Speaking on NBC television's "Meet the Press," Daley said: "We are looking at the options. The issue of the reserves is one we are considering. It is something that only is done - and has been done - in very rare occasions. There's a bunch of factors that have to be looked at. And it is just not the price."
"All matters have to be on the table when you see the difficulty coming out of this economic crisis we're in and the fragility," Daley added.
Congress has pressured the Obama administration to look to the emergency oil supply to ease consumers' fears over rising gasoline prices, which are threatening again to top $4 per gallon at US gas stations.
Higher oil prices could undermine the fragile US economic recovery and politically damage President Barack Obama as he moves toward his 2012 re-election bid.
While the White House has said governments around the world had options, including oil reserves, that could be used to prevent an inflationary price spiral due to oil supply disruptions, none have taken the rare step of tapping into their oil reserves.
US oil prices jumped on Friday to more than $3 a barrel to $105.17, their highest level since September 2008, as fighting in Libya worsened and protests in the Middle East intensified.
The International Energy Agency said the revolt in Africa's third-largest producer had blocked about 60 percent of Libya's 1.6 million bpd (barrels per day) oil output, largely due to the flight of thousands of foreign oil workers.
On Thursday, US Treasury Secretary Timothy Geithner played down the risks to the oil supply from political disturbances in the oil-rich Middle East and North Africa in testimony before a congressional panel.
He said there was "considerable" spare oil production capacity around the world and "substantial" reserves on hand.
"If necessary, those reserves could be mobilised to help mitigate the effect of a severe, sustained supply disruption," Geithner told the US Senate Foreign Relations Committee.
Geithner said high food and oil prices were causing hardships in many parts of the world.

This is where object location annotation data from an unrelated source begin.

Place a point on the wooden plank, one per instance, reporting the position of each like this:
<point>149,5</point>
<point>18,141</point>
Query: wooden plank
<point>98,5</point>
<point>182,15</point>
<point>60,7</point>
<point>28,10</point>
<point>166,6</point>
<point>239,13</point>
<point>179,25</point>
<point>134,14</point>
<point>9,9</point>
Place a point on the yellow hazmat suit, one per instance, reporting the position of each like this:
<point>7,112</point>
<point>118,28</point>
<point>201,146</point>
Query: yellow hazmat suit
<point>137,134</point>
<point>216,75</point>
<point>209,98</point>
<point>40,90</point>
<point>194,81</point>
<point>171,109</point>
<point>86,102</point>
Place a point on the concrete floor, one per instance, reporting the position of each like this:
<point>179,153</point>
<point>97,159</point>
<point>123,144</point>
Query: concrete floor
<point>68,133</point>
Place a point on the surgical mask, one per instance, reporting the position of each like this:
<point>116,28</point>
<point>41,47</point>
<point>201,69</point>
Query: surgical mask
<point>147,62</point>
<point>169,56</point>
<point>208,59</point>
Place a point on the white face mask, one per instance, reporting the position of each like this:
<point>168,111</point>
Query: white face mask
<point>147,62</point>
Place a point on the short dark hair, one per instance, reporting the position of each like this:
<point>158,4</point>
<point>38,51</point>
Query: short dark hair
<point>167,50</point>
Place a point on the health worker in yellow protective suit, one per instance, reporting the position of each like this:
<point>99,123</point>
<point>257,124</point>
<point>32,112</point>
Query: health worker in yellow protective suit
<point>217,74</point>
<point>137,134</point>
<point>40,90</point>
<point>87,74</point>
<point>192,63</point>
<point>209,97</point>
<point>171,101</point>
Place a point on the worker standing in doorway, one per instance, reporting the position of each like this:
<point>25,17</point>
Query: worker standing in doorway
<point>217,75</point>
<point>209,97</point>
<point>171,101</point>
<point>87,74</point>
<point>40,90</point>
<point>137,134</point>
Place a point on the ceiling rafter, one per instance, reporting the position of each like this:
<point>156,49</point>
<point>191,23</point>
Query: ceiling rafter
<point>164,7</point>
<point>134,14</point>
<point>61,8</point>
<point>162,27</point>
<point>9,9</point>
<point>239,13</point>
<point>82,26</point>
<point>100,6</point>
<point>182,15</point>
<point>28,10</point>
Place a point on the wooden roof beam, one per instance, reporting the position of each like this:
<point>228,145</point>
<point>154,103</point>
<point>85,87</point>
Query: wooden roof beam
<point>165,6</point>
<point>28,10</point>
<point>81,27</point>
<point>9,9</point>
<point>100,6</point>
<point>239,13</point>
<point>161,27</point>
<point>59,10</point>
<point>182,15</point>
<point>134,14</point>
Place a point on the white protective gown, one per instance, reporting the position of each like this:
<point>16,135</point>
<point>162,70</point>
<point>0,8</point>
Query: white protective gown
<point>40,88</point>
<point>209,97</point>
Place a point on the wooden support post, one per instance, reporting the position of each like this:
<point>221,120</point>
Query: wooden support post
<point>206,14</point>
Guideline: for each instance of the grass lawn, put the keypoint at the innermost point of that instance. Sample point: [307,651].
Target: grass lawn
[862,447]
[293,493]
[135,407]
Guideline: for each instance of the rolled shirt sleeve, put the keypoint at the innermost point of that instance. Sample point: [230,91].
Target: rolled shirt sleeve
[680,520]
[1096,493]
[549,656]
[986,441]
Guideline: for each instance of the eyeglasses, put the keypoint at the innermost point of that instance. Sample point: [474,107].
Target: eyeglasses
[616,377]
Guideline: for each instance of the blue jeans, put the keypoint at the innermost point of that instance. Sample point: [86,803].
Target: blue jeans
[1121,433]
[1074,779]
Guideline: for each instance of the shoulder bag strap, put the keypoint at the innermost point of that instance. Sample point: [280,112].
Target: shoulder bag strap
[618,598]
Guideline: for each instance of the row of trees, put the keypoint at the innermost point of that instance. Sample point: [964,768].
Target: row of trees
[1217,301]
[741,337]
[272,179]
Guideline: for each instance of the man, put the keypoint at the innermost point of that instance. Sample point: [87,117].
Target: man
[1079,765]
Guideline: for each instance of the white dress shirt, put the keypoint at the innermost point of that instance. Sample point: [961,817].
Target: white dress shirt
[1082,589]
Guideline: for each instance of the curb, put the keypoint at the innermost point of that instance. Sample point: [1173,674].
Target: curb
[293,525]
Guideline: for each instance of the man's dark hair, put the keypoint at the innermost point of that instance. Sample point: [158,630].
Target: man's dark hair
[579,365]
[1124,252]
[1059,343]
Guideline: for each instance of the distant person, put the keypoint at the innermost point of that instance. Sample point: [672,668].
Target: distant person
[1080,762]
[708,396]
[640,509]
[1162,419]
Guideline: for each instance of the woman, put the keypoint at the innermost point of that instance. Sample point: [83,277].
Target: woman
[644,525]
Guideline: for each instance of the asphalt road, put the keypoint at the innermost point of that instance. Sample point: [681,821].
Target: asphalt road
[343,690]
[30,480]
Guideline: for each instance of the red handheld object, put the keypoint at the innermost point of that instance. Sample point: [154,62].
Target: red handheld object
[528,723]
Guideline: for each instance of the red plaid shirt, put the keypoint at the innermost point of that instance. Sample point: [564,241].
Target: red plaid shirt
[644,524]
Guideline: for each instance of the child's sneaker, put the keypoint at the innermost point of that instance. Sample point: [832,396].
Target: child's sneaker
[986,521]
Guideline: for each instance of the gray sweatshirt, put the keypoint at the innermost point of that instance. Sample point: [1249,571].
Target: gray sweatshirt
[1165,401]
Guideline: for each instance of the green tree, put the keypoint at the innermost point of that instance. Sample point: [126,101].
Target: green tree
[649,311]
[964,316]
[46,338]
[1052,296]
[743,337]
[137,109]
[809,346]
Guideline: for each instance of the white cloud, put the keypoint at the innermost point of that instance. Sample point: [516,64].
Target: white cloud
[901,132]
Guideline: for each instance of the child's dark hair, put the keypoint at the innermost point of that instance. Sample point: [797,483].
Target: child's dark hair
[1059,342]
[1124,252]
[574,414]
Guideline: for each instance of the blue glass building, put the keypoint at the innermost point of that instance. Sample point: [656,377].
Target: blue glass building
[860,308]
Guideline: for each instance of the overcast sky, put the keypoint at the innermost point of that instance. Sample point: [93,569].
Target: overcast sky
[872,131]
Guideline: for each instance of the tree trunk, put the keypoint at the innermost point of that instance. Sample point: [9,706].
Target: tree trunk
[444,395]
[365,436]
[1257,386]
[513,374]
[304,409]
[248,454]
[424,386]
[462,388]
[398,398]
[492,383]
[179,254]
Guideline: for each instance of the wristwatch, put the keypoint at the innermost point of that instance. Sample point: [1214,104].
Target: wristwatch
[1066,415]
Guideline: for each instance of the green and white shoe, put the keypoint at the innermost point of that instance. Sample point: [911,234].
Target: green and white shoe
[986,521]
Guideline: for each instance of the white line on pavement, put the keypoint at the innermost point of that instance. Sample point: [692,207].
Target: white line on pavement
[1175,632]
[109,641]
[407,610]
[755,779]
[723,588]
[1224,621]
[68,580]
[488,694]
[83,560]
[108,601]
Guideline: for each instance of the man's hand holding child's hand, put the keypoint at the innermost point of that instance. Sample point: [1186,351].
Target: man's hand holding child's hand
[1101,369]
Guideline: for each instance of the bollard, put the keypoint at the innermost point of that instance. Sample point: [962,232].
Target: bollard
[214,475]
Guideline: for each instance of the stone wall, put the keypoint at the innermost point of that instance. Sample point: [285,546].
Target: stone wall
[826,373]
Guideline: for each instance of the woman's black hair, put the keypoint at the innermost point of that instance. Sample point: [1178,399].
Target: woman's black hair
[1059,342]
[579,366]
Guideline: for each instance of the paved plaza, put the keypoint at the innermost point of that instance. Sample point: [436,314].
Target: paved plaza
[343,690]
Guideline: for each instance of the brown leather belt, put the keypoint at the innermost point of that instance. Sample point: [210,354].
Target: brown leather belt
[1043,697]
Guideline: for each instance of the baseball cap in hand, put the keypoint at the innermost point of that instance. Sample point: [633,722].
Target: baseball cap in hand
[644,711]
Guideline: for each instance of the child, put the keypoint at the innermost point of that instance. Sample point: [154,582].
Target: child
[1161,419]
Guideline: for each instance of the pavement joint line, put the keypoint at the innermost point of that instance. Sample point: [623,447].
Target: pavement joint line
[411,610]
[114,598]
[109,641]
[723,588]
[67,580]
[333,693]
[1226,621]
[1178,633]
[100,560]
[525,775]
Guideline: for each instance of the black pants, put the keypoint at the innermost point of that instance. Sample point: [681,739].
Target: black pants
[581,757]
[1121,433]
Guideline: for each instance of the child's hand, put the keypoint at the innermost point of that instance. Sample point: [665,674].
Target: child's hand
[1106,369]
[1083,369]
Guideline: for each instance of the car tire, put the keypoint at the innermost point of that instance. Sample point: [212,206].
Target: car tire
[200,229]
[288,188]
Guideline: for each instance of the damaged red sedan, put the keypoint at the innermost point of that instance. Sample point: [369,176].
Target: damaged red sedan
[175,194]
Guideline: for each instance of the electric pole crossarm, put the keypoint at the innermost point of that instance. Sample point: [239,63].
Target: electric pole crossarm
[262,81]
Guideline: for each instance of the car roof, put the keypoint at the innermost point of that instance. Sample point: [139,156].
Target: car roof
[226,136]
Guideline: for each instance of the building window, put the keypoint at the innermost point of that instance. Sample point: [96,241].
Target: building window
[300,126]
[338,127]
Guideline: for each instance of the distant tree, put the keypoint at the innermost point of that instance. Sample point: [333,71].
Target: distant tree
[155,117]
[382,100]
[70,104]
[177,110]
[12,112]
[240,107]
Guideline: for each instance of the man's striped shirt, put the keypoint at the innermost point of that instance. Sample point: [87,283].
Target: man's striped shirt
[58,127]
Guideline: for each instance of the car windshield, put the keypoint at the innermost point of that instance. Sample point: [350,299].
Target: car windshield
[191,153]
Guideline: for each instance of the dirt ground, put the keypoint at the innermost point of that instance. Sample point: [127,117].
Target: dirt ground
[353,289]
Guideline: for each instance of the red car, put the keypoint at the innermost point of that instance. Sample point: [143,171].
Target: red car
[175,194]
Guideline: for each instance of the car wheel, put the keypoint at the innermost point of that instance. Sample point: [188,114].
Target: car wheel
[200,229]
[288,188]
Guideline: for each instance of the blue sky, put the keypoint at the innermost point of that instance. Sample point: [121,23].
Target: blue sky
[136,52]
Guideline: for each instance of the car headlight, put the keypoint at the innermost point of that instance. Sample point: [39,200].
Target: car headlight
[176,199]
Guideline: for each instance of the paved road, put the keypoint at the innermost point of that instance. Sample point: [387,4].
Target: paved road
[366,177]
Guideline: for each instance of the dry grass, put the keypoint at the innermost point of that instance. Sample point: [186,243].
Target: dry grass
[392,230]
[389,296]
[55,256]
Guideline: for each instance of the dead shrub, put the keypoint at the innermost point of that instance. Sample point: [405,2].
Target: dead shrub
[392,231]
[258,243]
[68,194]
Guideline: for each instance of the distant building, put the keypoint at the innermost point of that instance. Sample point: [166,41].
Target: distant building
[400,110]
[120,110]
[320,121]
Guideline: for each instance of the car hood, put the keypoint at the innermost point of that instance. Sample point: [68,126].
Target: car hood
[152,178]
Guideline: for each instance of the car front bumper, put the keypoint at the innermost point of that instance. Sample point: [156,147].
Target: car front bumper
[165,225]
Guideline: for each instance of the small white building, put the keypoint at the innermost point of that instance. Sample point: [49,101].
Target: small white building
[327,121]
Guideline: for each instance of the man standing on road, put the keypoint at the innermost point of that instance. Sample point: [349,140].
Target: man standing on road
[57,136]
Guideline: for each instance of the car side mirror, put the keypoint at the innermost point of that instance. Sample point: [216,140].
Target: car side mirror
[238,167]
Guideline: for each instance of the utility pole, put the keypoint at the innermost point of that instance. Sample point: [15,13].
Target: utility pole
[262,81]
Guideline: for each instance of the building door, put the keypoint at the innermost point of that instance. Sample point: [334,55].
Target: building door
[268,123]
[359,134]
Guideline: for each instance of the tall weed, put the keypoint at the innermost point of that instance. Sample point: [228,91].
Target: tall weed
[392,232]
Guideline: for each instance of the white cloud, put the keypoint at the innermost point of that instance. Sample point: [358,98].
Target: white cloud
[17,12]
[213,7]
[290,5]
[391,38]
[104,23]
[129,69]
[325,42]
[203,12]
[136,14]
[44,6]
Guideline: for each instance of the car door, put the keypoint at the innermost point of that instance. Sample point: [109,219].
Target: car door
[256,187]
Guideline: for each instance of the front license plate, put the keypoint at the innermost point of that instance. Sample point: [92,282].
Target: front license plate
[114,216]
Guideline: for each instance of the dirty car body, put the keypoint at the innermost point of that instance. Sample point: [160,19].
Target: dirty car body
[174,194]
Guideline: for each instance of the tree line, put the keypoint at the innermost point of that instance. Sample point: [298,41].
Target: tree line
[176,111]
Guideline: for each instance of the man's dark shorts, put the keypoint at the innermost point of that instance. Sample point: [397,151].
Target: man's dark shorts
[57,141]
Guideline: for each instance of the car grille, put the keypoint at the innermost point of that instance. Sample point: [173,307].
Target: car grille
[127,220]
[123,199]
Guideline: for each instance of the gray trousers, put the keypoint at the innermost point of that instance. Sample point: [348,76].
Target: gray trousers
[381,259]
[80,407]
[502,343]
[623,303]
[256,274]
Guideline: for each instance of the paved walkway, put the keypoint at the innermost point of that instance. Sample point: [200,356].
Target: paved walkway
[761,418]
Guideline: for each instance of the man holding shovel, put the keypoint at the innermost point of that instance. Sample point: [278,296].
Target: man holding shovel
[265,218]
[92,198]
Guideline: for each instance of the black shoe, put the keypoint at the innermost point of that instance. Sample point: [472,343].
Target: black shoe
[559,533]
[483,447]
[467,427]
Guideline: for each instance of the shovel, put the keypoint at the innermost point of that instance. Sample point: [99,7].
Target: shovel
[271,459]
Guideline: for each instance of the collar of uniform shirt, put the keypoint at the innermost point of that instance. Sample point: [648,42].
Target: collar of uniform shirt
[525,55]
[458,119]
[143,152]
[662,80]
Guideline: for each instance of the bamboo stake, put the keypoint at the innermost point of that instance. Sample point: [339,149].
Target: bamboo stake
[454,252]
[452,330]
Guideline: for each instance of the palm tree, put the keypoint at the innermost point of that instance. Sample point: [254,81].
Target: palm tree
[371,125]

But he said Americans were feeling less impact.
There has been support among Senate Democrats for tapping America's emergency oil supply to cool gasoline prices.
Senator Jay Rockefeller urged Obama on Thursday to allow a "limited draw-down" from the oil reserves, to "protect our national security by preventing or reducing the adverse impact of an oil shortage."
But Republican Senator Lamar Alexander, speaking on CNN's "State of the Union" on Sunday, said he would not support the oil reserve drawdown.
On Wednesday, US Energy Secretary Steven Chu ruled out releasing oil from the reserve, saying ramped-up oil production in Saudi Arabia should lower the crude price.
"That's going to mitigate the price increase," he told reporters. "We're hoping market forces will take care of this."
Tapping the Strategic Petroleum Reserve, created in the mid-1970s after the Arab oil embargo, is a relatively rare event. It has been US policy to turn to the emergency supply only when faced with a major supply disruption.
It was last done in 2005 following Hurricane Katrina, helping to drive oil prices down by about 9 percent.